This study complied with all relevant ethical regulations and was approved by the UCSF Institutional Review Board (13-12587, 17-22324, 17-23196, 18-24633). As part of routine clinical practice at UCSF, all patients or legally authorized guardians of patients included in this study signed an informed waiver of consent to contribute de-identified data to scientific research projects and patient compensation was not provided. Due to the de-identified data, sex and gender information was not routinely collected and thus this analysis was not performed.

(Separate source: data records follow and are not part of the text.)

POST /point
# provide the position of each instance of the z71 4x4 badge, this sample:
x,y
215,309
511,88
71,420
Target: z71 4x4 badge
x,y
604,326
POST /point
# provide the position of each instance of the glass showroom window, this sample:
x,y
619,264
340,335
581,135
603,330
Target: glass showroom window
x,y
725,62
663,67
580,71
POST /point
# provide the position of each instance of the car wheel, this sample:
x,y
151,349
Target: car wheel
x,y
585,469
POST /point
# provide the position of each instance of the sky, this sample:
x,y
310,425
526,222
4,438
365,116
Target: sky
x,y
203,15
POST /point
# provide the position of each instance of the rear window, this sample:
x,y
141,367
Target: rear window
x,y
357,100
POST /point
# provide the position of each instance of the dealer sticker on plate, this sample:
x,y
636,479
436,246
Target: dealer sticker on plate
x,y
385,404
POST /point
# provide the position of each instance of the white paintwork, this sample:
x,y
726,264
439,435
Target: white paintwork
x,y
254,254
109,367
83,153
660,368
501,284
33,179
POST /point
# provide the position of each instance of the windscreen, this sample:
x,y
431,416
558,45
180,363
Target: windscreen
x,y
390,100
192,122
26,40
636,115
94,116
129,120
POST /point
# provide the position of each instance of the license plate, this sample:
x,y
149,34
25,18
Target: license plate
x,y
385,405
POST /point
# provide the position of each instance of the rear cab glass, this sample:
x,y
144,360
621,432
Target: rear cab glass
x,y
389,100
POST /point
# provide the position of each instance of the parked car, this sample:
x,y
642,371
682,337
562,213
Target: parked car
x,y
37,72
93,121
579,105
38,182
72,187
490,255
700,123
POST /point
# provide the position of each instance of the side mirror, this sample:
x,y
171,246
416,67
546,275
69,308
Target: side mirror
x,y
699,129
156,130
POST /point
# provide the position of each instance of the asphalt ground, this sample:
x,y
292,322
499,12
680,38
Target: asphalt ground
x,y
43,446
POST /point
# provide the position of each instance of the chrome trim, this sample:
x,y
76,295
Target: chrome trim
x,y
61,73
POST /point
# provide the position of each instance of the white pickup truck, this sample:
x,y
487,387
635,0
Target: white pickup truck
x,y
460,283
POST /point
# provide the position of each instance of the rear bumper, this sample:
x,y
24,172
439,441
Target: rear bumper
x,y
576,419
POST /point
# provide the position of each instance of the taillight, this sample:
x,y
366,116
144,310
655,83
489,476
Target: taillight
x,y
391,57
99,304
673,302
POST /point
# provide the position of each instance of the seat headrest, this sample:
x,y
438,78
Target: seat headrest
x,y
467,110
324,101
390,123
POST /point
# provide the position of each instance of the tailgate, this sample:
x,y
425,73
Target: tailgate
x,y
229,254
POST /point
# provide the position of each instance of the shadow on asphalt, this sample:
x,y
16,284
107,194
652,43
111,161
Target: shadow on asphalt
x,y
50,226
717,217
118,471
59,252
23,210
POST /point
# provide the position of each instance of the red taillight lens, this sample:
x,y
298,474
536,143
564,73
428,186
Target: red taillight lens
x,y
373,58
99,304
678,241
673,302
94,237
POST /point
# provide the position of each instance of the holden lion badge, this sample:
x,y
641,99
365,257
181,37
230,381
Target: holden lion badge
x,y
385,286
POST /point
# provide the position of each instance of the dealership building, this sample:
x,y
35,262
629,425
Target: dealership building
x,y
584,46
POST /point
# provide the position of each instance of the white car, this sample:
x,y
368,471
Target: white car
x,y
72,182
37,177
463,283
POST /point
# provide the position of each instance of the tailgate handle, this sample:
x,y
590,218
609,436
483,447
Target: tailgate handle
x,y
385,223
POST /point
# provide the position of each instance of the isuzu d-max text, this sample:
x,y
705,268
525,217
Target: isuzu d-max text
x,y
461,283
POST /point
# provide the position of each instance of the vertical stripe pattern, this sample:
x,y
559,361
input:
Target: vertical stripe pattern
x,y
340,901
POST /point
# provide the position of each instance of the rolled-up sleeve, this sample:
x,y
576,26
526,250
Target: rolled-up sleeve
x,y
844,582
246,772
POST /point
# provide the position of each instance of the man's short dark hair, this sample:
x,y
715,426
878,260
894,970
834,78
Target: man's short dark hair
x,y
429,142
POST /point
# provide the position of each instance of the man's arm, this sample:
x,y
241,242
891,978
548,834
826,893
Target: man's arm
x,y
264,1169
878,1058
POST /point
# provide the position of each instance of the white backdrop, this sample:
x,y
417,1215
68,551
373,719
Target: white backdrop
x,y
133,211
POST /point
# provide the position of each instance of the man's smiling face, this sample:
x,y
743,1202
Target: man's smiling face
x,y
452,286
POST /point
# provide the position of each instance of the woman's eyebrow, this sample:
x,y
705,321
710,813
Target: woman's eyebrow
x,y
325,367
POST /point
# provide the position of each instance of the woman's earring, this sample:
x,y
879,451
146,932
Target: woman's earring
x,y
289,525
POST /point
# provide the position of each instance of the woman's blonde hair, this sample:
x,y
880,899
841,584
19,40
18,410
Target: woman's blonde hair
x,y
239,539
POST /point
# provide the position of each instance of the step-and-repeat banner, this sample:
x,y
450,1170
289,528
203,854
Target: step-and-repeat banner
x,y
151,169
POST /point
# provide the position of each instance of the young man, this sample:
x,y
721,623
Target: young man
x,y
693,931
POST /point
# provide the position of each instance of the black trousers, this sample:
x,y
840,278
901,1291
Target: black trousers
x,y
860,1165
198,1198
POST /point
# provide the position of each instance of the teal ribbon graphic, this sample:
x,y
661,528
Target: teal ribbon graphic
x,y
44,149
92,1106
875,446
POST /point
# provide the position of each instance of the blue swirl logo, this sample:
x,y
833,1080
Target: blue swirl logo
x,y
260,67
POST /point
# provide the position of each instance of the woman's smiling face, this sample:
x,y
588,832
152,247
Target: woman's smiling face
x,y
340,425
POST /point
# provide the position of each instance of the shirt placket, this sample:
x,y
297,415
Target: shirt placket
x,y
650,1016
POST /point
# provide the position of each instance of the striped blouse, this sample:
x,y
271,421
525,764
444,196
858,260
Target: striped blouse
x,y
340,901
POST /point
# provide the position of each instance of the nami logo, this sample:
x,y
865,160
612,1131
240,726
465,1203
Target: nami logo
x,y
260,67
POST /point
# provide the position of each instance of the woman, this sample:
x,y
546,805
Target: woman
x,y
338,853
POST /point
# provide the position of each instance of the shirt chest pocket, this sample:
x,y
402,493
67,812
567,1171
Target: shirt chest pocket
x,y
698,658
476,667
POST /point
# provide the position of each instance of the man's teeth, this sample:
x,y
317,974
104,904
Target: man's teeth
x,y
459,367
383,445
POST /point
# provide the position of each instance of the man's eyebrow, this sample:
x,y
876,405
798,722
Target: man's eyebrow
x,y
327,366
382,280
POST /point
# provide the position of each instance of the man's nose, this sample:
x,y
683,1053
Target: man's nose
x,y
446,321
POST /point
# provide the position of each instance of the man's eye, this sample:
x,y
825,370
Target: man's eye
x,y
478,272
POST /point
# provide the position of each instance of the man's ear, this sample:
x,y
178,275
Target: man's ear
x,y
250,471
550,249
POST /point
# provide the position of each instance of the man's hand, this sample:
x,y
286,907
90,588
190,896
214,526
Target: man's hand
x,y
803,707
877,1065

Nucleic acid extraction for DNA methylation profiling, whole exome sequencing, or bulk RNA sequencing

DNA and RNA were isolated from cell lines, human samples, or mouse allografts using the All-Prep Universal Kit (#80224, QIAGEN). For fresh frozen human samples or mouse allografts, specimens were thawed in RLT Plus Buffer with beta-mercaptoethanol. Formalin fixed paraffin embedded tissue was de-paraffinized. All tumor or tissue samples were mechanically lysed using a TissueLyser II (QIAGEN) with stainless steel beads at 30 Hz for 90 seconds. QiaCubes were used for standardized automated nucleic acid extraction per the manufacturer’s protocol. For cell line samples, pellets were directly lysed in RLT Plus buffer with beta-mercaptoethanol. RNA quality was assessed by chip-based electrophoresis on a BioAnalyzer 2100 using the RNA 6000 Nano Kit (#5067-1511, Agilent Technologies), and clean-up was performed as needed using the RNeasy kit (QIAGEN). DNA quality was assessed by spectrophotometry, and clean-up was performed as needed using DNA precipitation. Only samples with high-quality DNA (A260/280 > 1.8, A260/230 > 1.6) and/or RNA (RIN > 8) were used for DNA methylation profiling, whole exome sequencing, or bulk RNA sequencing.

DNA methylation profiling and analysis

Genomic DNA from human tumors were processed for methylation analysis using the Illumina Methylation EPIC Beadchip (#WG-317-1003, Illumina) according to the manufacturer’s instructions. Preprocessing and normalization were performed in R using the minfi Bioconductor package46,47. Only probes with detection p < 0.05 in all samples were included for further analysis. Additional preprocessing, beta value calculation, and normalization were performed using functional normalization46. Probes were filtered based on the following criteria: (i) removal of probes mapping to the X or Y chromosomes, (ii) removal of probes containing a common single nucleotide polymorphism (SNP) within the targeted CpG site or on an adjacent base pair, and (iii) removal of probes not mapping uniquely to the hg19 human reference genome. DNA methylation-based molecular neuropathology brain tumor classification14 or CNV estimation14 were performed as previously described. To identify DNA methylation groups, ConsensusClusterPlus (Bioconductor v3.10) was used. Spearmen’s correlation was selected as a distance metric due to the non-normally distributed beta values obtained from DNA methylation array profiling, which comprises a potential limitation of applying typical distance metrics and clustering methods to non-normally distributed data. In order to determine the validity and stability of cluster grouping in light of these limitations, the continuous distribution function (CDF) was evaluated, which showed minimal change in the area under the curve for greater than 3 clusters using Spearman’s correlation (Supplementary Fig. 1a). Moreover, iterative K means clustering showed loss in coherence beyond 3 groups (Supplementary Fig. 1b), and the 3 clusters obtained from k-means = 3 was thus used to assign methylation groups to Schwann cell tumors. Using the top 1000, 10,000, or 15,000 most variable probes did not affect the clustering dendrogram, suggesting the precise number of probes was not a significant contributor to methylation clustering. Unsupervised hierarchical clustering (Spearman’s correlation, Ward’s method) was performed using the top 5,000 most variable probes and also demonstrated 3 clusters. Silhouette analysis showed decreased silhouette scores for cluster cut points greater than 3. Dendrograms and probe intensities were visualized using the Heatmap.2 R package (gplots v3.13).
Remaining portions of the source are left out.